Martin Monnickendam (‘Martijn’) geb. Amsterdam 25 februari 1874, overl. Amsterdam 4 januari 1943.
Woonde en werkte in deze stad (tijdelijk in Parijs en België (Brugge) 1895-1897). Leerling van de Tekenschool ‘Felix Meritis’ en van J. A. Rust, van de Rijksakademie te Amsterdam (1891-1893), studeerde daarna te Parijs (1895-1897).
Schilderde, aquarelleerde, tekende, etste en lithografeerde stadsgezichten, landschappen, portretten, figuurstukken, stillevens enz. Was lid van ‘Arti et Amicitiae’ te Amsterdam. Hij behaalde diverse onderscheidingen, w.o. de gouden medaille van koningin Wilhelmina in 1913, idem in 1912 op de Sted. Tent. te Amsterdam en in 1937 op de wereldtent. te Parijs. Gaf les aan A. P. S. Bakker, H. Broer, C. Buijsman, M. Franken, I. A. Goldstein, J. A. de Grave, B. Groeneveld, M. L. van Hasselt, I. van Heek, W. J. Ising, E. H. M. J. G. Kan, E. Kann, D. E. Kohnstamm. A. J. Korteweg, H. G. W. ter Kuile, R. C. Mogendorff, E. M. Peters, N. Pieneman, C. Rambonnet, jkvr. C. M. E. de Ranitz, V. Wirix.

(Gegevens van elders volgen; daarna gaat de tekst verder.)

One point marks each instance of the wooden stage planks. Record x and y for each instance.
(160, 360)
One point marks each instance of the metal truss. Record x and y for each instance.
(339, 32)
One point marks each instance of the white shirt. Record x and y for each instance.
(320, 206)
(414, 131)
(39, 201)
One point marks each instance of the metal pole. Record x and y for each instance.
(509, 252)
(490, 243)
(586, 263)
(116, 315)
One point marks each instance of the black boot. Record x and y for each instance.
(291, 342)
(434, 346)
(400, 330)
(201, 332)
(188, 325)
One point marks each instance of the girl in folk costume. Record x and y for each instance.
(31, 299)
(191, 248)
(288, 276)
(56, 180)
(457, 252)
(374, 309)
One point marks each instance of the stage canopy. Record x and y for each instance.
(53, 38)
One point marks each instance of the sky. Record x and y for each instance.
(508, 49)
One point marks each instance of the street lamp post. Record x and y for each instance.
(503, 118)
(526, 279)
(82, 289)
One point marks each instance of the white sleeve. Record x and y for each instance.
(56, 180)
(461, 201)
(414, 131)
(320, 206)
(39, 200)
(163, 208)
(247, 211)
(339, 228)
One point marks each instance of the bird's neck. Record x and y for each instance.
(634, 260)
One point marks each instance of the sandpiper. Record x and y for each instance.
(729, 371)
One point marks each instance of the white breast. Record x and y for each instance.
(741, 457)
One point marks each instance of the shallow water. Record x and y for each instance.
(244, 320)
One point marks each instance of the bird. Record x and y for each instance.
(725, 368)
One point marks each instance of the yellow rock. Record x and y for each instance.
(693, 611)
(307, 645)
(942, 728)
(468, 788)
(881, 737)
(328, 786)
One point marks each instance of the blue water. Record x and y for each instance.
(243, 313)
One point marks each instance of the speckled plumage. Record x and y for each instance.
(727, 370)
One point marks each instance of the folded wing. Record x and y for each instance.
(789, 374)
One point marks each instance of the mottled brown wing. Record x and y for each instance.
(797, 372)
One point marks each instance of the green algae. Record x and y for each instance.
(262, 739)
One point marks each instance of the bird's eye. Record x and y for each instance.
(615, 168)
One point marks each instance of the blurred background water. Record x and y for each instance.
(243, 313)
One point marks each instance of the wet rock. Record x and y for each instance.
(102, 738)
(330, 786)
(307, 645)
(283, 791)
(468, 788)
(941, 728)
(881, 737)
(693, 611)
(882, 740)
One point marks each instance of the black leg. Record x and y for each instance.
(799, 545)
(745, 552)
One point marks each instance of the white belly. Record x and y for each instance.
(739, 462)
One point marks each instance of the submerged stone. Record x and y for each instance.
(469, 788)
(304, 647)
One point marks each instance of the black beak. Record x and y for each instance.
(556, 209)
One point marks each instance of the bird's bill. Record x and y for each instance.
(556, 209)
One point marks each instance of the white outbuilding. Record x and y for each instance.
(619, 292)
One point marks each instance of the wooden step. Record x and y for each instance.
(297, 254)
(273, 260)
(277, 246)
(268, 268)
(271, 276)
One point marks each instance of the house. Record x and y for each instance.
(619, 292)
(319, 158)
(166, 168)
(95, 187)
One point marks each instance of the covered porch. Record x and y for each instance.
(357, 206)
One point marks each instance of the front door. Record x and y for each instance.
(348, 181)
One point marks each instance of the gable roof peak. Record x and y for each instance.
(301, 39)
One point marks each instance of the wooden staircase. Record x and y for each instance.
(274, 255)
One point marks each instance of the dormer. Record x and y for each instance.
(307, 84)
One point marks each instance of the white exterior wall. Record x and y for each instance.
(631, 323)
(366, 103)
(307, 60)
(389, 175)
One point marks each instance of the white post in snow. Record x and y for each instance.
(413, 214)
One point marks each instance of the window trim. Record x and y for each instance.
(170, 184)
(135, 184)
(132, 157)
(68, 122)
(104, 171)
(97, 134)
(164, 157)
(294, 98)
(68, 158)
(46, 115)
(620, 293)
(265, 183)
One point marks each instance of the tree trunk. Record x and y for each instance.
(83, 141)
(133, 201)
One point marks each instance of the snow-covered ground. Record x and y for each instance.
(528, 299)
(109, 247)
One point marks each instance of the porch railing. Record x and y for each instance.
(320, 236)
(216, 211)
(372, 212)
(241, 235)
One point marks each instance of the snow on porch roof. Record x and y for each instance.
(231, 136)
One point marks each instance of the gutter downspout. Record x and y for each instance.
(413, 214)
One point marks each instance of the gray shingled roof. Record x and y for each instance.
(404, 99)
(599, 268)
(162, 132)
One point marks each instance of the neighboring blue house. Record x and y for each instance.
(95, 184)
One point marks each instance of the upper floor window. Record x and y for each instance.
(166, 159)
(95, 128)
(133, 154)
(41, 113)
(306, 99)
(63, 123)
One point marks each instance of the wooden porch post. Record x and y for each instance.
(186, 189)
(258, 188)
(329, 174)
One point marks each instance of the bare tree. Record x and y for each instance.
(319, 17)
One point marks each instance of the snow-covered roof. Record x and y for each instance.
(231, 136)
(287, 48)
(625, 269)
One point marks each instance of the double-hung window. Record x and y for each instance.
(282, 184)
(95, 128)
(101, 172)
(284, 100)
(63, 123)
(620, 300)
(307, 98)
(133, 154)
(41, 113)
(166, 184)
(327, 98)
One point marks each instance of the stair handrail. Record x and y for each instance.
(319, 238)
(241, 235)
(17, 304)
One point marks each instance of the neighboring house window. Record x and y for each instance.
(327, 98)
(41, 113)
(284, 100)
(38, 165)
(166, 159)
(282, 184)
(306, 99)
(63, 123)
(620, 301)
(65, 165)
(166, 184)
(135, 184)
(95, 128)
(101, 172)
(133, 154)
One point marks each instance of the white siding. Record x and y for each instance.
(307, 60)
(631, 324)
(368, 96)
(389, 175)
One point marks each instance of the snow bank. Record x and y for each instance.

Tentoonstellingen Amsterdam, Den Haag, Rotterdam enz. 1892-1905: synagoge (tekening); vismarkt te Amsterdam; het eiland St. Louis in Parijs; de arena; oud-Amsterdam; in Brugge; een herenportret; de antiekveiling; het polderhuis; enz.
Herdenkingstent. ‘Arti et Amicitiae’ Amsterdam (cat. 30-3 28-4-1946).
Haags Gemeentemuseum: theaterloge, 1915. Centraal Museum Utrecht: stilleven. Noordbrabants Museum Den Bosch: gildefeest: Begijnhof te Mechelen; Vlaamse landloper; enz. Singer Museum Laren (N.H.): zomerdag, 1904; een tekening.
Elsevier XXXIX (1910), blz. 289-305; Luns; Lurasco; Maandblad voor Beeldende Kunsten l (1924), blz. 36-41); Mak van Waay; Plasschaert; Van Hall I en II; Waller.